Her desire to see others come to the same saving knowledge she has found is seen in the straightforward description of how to accept Christ in "All You Gotta Do." One of the first singles from Poetic Aftermath, entitled "God in a Box," became an anthem for the entire project during the recording process, notes Tracy Dawn, as she recalls how she met her record label. "I played a show at The Troubadour, and lots of mainstream record labels were there. Lots of people were limiting my music to this certain audience-putting God in a box. It becomes too easy for people to limit Him in your thinking. Writing a song about it was just a way of expressing it and reminding myself of it. My producers, management, everyone on the project grasped that concept, and we'd end up saying that phrase to each other to remind ourselves that through God all things are possible-'Don't put God in a box'."

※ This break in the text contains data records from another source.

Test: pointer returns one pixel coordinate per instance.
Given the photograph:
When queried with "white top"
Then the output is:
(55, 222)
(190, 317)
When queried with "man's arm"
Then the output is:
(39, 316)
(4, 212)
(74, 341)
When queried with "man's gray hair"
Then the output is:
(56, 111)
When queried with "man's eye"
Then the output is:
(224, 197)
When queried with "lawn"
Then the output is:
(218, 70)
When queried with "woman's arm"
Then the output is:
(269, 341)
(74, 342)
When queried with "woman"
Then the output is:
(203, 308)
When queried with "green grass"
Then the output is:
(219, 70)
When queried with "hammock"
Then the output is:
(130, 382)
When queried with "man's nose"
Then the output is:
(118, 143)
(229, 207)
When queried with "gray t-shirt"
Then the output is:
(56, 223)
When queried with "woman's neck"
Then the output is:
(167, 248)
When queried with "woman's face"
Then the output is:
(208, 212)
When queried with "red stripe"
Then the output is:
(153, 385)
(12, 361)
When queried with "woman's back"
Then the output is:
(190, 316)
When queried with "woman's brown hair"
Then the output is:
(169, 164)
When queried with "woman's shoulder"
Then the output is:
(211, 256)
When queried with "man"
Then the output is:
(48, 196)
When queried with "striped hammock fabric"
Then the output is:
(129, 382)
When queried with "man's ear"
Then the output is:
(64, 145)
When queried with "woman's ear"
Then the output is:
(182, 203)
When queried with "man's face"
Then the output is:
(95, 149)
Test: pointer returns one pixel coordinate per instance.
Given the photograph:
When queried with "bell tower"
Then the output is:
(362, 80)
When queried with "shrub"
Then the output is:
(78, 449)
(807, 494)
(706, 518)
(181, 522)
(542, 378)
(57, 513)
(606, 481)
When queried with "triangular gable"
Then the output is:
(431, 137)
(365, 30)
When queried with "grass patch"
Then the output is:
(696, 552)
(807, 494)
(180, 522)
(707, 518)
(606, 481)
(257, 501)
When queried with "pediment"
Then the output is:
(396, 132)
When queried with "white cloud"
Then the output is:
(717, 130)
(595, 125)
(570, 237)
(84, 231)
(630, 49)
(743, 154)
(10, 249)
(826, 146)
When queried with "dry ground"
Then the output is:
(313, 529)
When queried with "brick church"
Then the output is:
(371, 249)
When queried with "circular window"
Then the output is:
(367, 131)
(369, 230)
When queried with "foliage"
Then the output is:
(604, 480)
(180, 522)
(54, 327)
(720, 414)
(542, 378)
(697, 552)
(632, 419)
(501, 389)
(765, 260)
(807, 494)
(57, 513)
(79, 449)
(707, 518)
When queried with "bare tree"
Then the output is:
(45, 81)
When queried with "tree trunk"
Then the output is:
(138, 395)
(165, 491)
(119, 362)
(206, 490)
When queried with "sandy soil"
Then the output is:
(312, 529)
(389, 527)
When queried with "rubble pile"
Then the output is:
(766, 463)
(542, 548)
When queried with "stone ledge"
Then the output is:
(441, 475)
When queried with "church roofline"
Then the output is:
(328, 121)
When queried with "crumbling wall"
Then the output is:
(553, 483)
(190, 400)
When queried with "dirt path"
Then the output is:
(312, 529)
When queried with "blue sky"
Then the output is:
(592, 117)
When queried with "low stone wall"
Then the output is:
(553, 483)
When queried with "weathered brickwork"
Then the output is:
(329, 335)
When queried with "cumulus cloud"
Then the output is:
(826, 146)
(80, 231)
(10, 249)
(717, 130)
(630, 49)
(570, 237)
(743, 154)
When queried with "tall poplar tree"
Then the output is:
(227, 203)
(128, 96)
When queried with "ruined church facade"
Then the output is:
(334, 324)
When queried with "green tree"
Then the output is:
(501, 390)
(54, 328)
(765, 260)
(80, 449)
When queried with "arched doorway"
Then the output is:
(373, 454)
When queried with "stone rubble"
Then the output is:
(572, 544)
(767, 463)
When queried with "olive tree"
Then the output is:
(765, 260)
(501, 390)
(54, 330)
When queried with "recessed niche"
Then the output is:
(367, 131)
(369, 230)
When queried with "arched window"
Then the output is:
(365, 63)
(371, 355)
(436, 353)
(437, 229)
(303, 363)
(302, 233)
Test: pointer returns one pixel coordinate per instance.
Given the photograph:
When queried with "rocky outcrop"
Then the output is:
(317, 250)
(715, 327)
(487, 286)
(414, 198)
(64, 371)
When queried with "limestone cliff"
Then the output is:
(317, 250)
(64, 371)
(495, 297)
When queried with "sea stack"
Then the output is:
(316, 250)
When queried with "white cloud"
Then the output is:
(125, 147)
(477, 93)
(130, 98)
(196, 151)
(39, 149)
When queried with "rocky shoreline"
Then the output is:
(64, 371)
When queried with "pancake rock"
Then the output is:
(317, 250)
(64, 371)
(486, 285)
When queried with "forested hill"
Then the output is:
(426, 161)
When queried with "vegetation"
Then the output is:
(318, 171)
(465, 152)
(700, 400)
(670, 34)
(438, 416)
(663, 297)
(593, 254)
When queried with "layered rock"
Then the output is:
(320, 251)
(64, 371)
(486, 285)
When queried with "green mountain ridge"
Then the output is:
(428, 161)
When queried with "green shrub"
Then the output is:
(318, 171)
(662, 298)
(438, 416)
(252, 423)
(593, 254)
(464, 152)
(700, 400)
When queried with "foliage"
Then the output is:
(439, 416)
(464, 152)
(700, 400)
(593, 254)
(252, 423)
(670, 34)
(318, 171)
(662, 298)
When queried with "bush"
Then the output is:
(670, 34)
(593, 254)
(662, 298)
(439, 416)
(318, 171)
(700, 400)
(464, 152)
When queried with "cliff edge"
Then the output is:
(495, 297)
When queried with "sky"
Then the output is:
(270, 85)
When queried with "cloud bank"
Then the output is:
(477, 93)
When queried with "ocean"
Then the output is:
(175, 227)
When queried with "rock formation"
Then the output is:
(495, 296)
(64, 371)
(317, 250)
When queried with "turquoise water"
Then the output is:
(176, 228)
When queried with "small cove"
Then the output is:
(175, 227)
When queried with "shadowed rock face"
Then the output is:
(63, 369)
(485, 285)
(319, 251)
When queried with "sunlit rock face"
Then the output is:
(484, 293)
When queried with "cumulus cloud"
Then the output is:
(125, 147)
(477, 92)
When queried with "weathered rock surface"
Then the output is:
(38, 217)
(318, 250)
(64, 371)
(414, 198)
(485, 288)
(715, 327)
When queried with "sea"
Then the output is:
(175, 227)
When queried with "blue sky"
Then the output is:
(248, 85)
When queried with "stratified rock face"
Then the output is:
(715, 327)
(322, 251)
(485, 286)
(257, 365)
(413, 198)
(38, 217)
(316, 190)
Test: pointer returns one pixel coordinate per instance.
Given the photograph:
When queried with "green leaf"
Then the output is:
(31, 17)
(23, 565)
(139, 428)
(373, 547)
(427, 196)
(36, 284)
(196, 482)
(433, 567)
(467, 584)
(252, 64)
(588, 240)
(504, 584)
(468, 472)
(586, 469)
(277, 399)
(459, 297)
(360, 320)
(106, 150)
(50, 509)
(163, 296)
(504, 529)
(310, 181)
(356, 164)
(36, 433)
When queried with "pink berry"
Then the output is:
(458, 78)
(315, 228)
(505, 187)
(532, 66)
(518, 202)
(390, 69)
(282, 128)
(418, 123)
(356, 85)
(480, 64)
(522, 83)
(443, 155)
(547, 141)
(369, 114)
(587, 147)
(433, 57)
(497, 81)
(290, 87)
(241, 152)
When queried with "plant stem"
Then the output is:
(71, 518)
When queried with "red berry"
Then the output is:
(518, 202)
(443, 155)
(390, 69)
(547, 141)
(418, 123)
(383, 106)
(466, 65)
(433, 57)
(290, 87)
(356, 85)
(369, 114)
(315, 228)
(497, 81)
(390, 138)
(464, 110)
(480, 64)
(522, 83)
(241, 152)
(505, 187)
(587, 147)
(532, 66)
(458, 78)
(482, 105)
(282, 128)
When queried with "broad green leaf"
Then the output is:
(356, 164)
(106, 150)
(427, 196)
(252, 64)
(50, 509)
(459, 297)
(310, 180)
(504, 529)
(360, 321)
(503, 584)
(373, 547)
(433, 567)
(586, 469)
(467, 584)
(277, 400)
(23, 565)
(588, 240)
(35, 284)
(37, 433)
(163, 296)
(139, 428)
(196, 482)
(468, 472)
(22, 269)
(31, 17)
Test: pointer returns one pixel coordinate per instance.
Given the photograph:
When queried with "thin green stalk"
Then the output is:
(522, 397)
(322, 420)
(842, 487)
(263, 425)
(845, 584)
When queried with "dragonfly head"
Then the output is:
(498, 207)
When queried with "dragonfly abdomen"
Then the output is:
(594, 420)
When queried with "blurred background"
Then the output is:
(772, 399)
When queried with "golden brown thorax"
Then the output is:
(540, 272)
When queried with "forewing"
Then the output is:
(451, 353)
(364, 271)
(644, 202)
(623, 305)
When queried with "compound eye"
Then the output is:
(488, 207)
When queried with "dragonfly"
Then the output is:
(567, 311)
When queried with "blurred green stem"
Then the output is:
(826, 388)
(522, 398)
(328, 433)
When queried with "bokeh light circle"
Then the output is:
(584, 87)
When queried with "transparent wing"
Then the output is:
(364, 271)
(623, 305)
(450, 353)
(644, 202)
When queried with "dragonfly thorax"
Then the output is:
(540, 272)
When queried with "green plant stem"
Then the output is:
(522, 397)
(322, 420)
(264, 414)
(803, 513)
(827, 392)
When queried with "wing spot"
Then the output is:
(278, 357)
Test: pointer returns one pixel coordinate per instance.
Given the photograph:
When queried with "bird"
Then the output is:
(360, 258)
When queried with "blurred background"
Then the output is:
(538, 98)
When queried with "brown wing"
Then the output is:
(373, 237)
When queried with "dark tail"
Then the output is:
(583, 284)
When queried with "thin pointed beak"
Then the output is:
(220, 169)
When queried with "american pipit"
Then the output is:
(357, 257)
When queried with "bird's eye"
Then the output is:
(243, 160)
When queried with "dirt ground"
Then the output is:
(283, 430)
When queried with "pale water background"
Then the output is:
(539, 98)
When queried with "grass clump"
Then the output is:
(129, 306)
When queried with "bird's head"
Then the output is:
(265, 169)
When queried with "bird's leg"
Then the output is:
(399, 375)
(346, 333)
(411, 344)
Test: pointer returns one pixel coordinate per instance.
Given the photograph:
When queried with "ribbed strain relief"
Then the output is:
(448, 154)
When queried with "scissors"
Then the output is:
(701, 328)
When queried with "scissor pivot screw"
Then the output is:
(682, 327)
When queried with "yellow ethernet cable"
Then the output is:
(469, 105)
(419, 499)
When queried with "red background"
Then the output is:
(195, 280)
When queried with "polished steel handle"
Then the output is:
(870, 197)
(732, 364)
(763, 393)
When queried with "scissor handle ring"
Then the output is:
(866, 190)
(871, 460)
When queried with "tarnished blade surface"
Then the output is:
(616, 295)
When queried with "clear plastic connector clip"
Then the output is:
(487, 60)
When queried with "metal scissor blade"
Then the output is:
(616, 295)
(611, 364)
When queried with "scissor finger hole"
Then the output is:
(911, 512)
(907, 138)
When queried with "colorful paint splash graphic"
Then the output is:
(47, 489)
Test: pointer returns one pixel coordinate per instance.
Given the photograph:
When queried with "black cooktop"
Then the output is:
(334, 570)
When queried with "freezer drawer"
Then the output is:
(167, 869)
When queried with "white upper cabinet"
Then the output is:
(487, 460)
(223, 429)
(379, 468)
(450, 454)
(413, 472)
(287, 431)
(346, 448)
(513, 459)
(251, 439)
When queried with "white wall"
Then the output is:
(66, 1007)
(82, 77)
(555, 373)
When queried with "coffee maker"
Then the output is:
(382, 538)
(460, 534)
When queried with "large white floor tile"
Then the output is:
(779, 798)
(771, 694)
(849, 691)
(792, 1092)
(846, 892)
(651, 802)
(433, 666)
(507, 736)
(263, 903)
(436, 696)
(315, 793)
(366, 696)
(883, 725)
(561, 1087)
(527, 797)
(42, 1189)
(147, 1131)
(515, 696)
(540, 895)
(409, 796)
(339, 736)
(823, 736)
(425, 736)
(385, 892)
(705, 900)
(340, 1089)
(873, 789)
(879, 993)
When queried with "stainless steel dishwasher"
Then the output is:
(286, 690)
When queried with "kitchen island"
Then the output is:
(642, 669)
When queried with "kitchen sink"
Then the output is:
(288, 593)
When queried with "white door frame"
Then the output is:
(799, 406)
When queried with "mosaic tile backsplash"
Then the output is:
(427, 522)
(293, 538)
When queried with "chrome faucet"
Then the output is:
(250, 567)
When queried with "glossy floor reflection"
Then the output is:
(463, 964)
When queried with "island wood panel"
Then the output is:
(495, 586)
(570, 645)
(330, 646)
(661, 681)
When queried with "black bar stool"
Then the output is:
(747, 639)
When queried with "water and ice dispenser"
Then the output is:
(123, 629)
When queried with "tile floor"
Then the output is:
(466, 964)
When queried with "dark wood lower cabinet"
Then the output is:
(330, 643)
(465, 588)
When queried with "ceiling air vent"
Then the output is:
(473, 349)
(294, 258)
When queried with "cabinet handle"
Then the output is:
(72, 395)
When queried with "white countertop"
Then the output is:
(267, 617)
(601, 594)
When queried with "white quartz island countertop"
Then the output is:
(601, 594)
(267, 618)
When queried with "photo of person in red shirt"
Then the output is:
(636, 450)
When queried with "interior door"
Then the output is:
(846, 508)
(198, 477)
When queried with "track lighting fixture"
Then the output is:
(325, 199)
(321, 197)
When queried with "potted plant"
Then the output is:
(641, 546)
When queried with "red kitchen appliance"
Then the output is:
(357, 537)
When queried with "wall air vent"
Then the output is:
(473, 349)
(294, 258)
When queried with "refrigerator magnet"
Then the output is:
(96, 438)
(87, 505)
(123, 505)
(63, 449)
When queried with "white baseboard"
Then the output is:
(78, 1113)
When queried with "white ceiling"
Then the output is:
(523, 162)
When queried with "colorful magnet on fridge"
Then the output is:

Currently a youth leader at her home church in LA, Tracy Dawn's experiences give her a unique perspective on working with teens. She says she feels like the kids she works with are her little brothers and sisters. "Teens never roll their eyes at me," she confesses. "TV shows and video games are all about the supernatural-kids are bombarded with it. I've found that this generation is faced with so many dynamics that were not so strong before this era. Once they come to know the Holy Spirit, they can be so on fire, and so pure, and I totally believe they could be the Joshua generation to turn this country around." Tracy Dawn may well herself be part of the generation that changes her world, as she passionately shares Christ with all who cross her path, whether from stage, in the heartfelt songs of Poetic Aftermath, or on the sets of photo shoots and commercials. For this musician/model/actress, the mission is clear. I really feel like the heart of the Father is to reveal Himself to His people," she says. "We are called to translate the word of God to the world. We need to be open to writing in a new way if we're called to - we need to meet people where they are.